For several decades, the Armenian-American community has sought a pledge from all presidential candidates that as President they would recognize the Armenian Genocide. All too often, the thrill of anticipated victory has turned into agony, as every President since Ronald Reagan has suffered from amnesia upon entering the White House. Consequently, the Armenian community has become disappointed and disengaged from the American political process, believing that all politicians are liars!
To break this vicious circle of promise and deception, I would like to suggest two alternative strategies:
The first is to evaluate all Presidential candidates on the totality of their positions on many issues of significance to the Armenian-American community:
– Increasing the amount of U.S. aid to Armenia and Artsakh (Karabagh);
– Pressuring Turkey to lift the blockade of Armenia;
– Demanding that Turkey return the confiscated Christian churches to their rightful owners — Armenians, Assyrians, and Greeks;
– Condemning Azerbaijan for its repeated threats and frequent attacks on Artsakh;
– Supporting Artsakh’s self-determination;
– Promoting U.S. trade with Armenia;
– Holding annual meetings with representatives of the Armenian-American community.

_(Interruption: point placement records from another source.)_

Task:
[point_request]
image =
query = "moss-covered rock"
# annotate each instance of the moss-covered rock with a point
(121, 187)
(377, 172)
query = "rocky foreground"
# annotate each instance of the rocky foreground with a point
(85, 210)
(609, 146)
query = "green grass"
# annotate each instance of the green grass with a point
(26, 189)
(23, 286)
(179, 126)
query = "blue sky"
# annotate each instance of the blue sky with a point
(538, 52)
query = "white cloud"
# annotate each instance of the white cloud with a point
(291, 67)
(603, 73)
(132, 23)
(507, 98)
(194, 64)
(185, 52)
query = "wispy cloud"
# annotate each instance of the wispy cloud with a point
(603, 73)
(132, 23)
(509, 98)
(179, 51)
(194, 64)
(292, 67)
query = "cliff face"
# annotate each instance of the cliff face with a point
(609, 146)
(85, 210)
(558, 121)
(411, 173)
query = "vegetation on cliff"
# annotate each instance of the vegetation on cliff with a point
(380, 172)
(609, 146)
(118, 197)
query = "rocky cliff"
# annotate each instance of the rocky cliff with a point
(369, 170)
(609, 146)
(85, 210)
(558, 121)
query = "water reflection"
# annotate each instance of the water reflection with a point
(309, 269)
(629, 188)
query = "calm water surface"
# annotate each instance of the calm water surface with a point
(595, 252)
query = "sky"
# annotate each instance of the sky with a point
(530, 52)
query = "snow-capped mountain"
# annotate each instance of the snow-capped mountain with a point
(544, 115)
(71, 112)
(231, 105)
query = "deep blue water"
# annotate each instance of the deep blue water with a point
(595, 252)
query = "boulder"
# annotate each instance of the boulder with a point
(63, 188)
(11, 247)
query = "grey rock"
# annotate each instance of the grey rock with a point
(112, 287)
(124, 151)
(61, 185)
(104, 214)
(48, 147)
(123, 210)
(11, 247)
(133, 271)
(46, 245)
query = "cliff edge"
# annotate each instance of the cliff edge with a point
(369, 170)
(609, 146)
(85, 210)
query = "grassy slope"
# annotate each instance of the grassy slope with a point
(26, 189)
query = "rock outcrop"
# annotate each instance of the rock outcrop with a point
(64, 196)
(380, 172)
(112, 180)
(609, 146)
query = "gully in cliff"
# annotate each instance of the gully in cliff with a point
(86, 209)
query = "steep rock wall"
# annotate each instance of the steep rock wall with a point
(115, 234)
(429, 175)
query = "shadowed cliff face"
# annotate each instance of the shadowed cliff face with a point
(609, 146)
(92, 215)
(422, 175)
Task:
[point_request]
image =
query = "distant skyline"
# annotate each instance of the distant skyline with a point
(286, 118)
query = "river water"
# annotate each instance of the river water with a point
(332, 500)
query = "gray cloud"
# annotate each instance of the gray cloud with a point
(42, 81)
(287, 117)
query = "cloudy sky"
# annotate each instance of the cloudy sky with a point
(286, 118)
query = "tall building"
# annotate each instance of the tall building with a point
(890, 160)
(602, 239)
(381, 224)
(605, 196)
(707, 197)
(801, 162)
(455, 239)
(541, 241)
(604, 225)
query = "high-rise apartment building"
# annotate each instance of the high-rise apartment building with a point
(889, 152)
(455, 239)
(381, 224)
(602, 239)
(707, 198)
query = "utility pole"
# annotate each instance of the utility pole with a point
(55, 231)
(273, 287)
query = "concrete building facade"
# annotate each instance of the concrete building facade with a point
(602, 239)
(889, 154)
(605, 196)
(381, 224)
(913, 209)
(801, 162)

I have intentionally left out from the above list the request from presidential candidates to “recognize” the Armenian Genocide, as it has been repeatedly recognized by the United States! Hence, there is no need to make genocide recognition a litmus test for Presidential endorsements, particularly after its global acknowledgment during the Centennial! Moreover, when presidential candidates make a campaign promise on the Armenian Genocide, they should not be automatically endorsed based on that single issue, ignoring their positions on all other issues!

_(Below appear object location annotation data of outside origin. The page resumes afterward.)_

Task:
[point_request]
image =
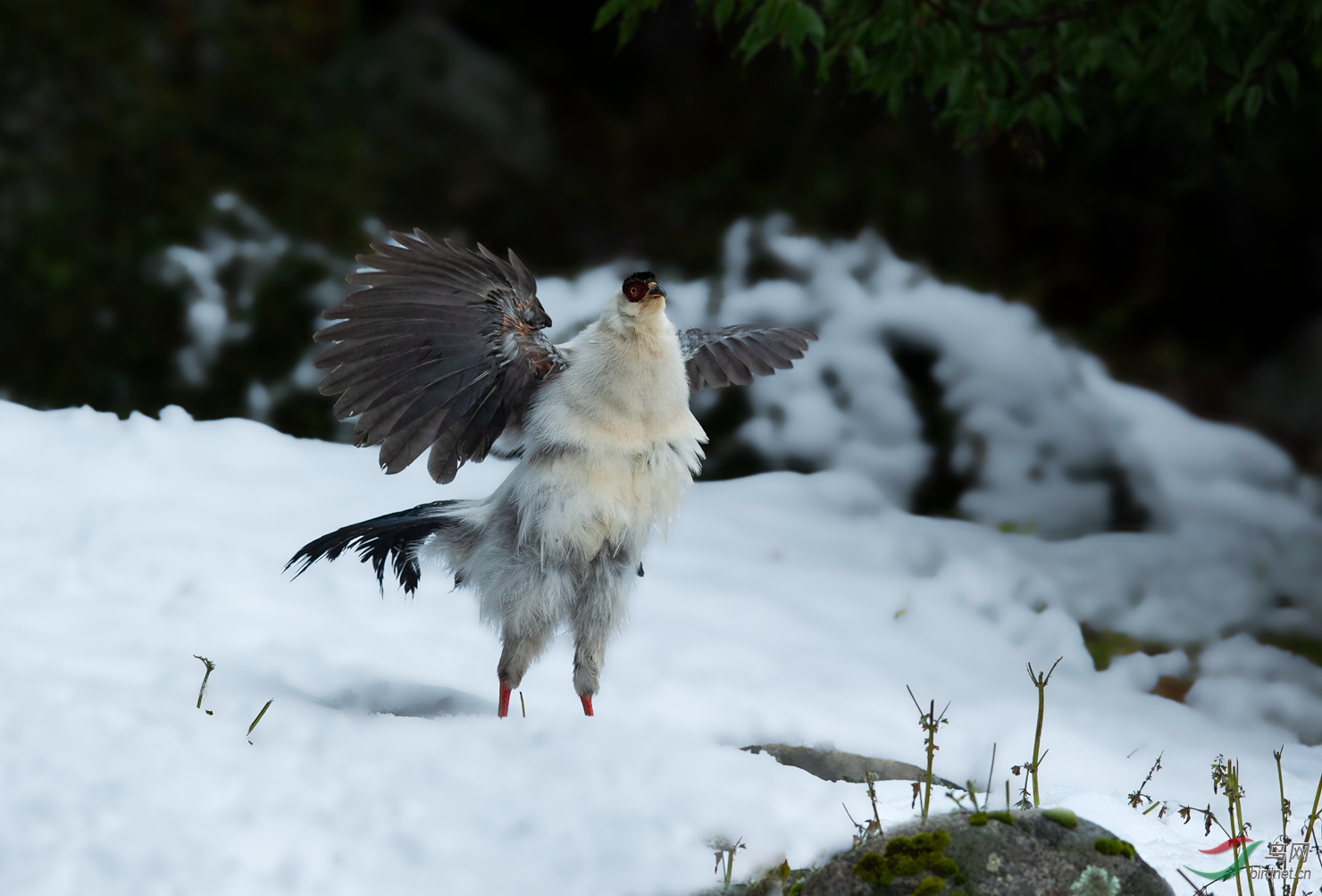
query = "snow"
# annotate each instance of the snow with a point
(780, 608)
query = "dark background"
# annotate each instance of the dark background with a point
(1190, 262)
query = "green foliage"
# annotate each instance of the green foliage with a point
(908, 857)
(1095, 882)
(1110, 846)
(992, 69)
(1106, 645)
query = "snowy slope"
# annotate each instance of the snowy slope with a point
(782, 607)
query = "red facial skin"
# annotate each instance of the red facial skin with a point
(638, 291)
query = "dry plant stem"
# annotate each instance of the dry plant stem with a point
(209, 667)
(1239, 813)
(930, 722)
(1040, 681)
(872, 796)
(931, 752)
(1308, 835)
(1230, 783)
(259, 716)
(1285, 804)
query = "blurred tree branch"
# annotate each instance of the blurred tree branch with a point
(994, 68)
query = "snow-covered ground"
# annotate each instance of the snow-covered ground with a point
(782, 608)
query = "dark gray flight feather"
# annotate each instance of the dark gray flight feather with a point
(442, 348)
(732, 355)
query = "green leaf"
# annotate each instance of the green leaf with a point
(1289, 76)
(1252, 101)
(722, 13)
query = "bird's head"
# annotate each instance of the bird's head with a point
(641, 292)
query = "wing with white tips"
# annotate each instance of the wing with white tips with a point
(735, 355)
(442, 349)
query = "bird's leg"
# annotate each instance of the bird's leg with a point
(517, 655)
(590, 634)
(594, 615)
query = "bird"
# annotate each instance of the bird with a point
(446, 349)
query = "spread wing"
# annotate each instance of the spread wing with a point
(734, 355)
(442, 349)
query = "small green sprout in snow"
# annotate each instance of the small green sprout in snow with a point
(1095, 882)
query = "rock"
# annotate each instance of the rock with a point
(834, 766)
(991, 854)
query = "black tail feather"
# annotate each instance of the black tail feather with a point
(397, 535)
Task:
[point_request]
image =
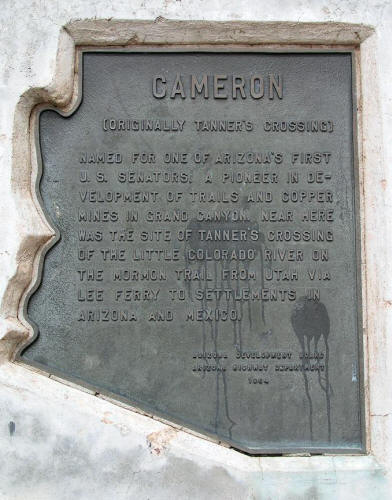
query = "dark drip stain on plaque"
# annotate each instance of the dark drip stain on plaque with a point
(206, 264)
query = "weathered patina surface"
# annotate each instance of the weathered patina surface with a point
(206, 263)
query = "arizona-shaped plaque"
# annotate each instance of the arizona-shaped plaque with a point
(205, 265)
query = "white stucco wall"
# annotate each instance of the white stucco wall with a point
(59, 442)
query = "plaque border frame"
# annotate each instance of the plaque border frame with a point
(357, 240)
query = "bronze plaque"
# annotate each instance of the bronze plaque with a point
(206, 262)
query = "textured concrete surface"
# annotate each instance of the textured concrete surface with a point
(60, 442)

Of course, there is no guarantee that the elected president would keep the promises on other Armenian issues. However, if Armenian-Americans make a large number of requests, they may be able to obtain satisfaction on a few of them.

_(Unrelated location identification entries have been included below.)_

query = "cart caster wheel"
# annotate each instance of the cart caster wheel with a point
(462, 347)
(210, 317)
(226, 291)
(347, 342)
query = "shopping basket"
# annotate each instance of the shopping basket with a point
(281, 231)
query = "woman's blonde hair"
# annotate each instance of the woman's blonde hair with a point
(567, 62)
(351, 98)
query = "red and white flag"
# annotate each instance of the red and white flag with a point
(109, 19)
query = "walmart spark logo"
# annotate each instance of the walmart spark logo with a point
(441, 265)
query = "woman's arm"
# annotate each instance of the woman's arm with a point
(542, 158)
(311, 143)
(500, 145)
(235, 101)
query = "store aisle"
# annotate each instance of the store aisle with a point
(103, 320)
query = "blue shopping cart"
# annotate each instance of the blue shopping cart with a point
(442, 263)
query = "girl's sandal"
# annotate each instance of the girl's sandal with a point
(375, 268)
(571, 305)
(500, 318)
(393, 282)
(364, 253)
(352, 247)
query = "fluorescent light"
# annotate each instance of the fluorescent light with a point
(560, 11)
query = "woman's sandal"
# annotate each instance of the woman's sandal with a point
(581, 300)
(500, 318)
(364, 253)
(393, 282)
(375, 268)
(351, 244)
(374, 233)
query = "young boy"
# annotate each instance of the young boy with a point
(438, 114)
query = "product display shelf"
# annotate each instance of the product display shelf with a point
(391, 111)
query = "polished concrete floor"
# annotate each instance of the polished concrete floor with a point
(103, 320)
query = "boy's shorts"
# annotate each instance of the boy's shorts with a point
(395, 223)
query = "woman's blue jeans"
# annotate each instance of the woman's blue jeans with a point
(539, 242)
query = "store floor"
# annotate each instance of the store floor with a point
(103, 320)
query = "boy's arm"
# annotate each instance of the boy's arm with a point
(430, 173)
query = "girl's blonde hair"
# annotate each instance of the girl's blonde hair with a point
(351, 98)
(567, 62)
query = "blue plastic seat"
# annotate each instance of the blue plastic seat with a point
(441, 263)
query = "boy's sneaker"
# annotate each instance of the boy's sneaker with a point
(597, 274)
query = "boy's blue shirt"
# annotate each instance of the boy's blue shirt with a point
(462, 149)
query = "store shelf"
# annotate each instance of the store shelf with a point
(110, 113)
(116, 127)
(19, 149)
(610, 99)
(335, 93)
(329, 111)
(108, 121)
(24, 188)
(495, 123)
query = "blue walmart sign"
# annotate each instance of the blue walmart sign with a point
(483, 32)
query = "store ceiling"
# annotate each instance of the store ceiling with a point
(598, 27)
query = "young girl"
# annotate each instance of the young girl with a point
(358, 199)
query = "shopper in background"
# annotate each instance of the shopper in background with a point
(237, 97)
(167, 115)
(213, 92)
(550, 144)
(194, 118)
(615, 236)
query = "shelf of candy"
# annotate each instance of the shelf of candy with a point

It is important to note that those candidates who have already deceived the Armenian community during previously held elective or appointive positions should be eliminated from all consideration. One such candidate is Hillary Clinton who as Secretary of State called the Armenian Genocide “a matter of historical debate,” after staunchly defending it as Senator, and then as presidential candidate in 2008. Armenian-Americans should not trust any candidate who has already lied to them! As the popular saying goes, “fool me once, shame on you; fool me twice, shame on me!” The real issue transcends genocide recognition and reflects the character and integrity of the candidate!
An alternate election strategy would be not to endorse candidates during their first run for office to avoid being misled by false promises. Let elected officials earn Armenian-Americans’ trust by taking positive actions on issues important to them during previous terms in office.
Finally, not voting for presidential candidates in their first run for office does not mean staying away from elections or the political process. One third of the US Senate and all 435 members of the U.S. House of Representatives are up for reelection every two years. Armenian-Americans should support all incumbents in federal, state and local elections who have a proven record of accomplishments on Armenian issues, while helping defeat those who have opposed Armenian interests during their term in office!
It is more prudent to engage in intelligent and efficient political activism rather than wasteful and abortive electoral participation.